Le hadj et l'Aïd el-Kebir à l'heure du coronavirus
C'est encadré par un strict dispositif de sécurité et avec la participation d'un millier de pèlerins établis en Arabie saoudite que le pèlerinage de la Mecque a commencé mardi peu avant la fête musulmane du sacrifice, l'Aïd el-Kebir. En temps normal, ce sont plus de 2,5 millions de musulmans du monde entier qui convergent vers la Mecque pour y prier et manger ensemble. Témoignages des transformations que la pandémie impose au hadj et à la fête du sacrifice.

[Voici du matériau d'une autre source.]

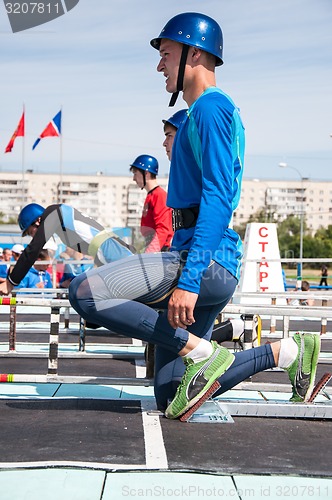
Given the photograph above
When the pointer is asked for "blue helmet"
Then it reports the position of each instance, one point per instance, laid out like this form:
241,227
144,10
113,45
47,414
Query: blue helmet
197,30
146,163
176,119
28,215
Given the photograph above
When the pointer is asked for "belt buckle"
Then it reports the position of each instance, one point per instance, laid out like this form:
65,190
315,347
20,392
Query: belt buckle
177,219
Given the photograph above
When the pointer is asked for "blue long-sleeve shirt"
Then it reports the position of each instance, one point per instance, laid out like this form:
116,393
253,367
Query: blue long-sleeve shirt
206,171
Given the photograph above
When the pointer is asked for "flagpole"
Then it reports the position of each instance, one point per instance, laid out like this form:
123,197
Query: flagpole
60,187
23,164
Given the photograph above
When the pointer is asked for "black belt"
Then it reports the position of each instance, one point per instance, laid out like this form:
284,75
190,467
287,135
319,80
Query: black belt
183,218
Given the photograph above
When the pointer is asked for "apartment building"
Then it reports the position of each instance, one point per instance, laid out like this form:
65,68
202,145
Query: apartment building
279,199
116,201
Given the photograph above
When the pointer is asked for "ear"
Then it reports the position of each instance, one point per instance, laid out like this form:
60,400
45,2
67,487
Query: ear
196,54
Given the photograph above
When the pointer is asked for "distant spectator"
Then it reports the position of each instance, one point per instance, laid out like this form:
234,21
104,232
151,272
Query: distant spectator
72,270
17,249
305,286
5,265
324,275
37,276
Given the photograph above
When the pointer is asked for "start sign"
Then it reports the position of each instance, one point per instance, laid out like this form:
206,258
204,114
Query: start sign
261,267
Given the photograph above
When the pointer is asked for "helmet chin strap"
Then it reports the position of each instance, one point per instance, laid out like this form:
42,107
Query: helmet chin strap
182,67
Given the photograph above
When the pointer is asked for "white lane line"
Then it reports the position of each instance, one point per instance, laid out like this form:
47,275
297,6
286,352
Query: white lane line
139,363
155,452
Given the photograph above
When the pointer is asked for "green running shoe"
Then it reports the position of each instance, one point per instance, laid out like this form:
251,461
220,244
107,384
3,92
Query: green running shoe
198,378
303,371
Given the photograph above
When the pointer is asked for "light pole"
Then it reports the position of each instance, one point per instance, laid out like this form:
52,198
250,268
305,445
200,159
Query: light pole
299,267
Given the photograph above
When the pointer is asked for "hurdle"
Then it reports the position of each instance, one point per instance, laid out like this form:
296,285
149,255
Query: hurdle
115,351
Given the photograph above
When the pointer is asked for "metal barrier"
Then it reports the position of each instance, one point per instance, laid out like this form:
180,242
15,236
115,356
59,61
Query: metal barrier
55,304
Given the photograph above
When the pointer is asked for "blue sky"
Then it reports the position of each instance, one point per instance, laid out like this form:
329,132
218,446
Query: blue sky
97,64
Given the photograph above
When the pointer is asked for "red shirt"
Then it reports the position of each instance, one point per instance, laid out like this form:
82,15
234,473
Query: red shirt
156,221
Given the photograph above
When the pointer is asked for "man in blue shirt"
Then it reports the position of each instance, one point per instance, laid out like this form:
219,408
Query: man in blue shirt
193,282
38,276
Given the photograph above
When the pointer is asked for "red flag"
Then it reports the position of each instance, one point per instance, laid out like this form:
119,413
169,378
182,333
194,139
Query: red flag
19,132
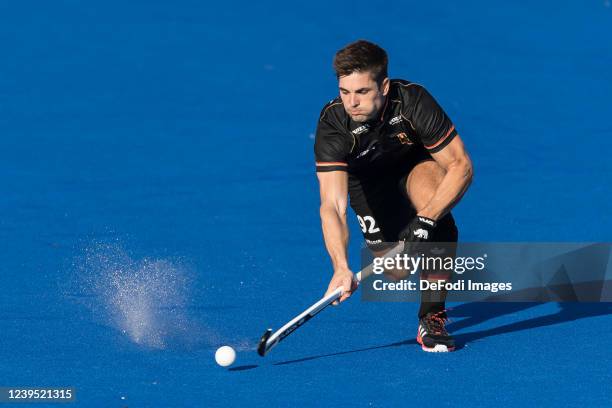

Un revers pour le pays et ses finances
Les restrictions imposées au grand pèlerinage de la Mecque frappent de plein fouet l'Arabie saoudite, commente Polityka :
«Au-delà de la valeur religieuse du hadj, que tout musulman doit impérativement effectuer au moins une fois dans sa vie (à moins que son état de santé ou son manque de liquidité ne l'en empêchent), le pèlerinage est pour ce royaume ultraconservateur l'occasion d'exercer son soft power, mais aussi un apport substantiel à l'économie du pays. On évalue à douze milliards de dollars les bénéfices réalisés annuellement dans la ville sainte par l'Arabie saoudite et le secteur du tourisme et de l'hôtellerie, dont huit milliards pendant la seule semaine de l'Aïd el-Kebir.»
L'Arabie saoudite en proie à une crise profonde
Le fait que l'Arabie saoudite n'annule pas le pèlerinage en dépit de la pandémie en dit long sur l'état du pays, lit-on sur le site de France Inter :
«Le Hajj alimente une économie du quotidien : hôtels, marchés, transports, boutiques de souvenirs, guides, restaurants. … Autrement dit, ce sont les Saoudiens du commun qui souffrent, dans un pays déjà très affecté par la baisse des prix du pétrole. … Rien ne réussit en ce moment à l'Arabie saoudite : ses initiatives de politique étrangères sont un désastre, du Yémen au blocus du Qatar en passant par la Libye. Sans parler de l'affaire du journaliste assassiné Khashoggi, qui a détruit l'image du régime. Et le pire est peut-être à venir : le roi Salman a 84 ans et il est hospitalisé pour une infection depuis le 20 juillet. Il est sur le trône depuis cinq ans seulement et qui peut dire aujourd'hui que sa succession, en la personne de son fils, est parfaitement assurée ?»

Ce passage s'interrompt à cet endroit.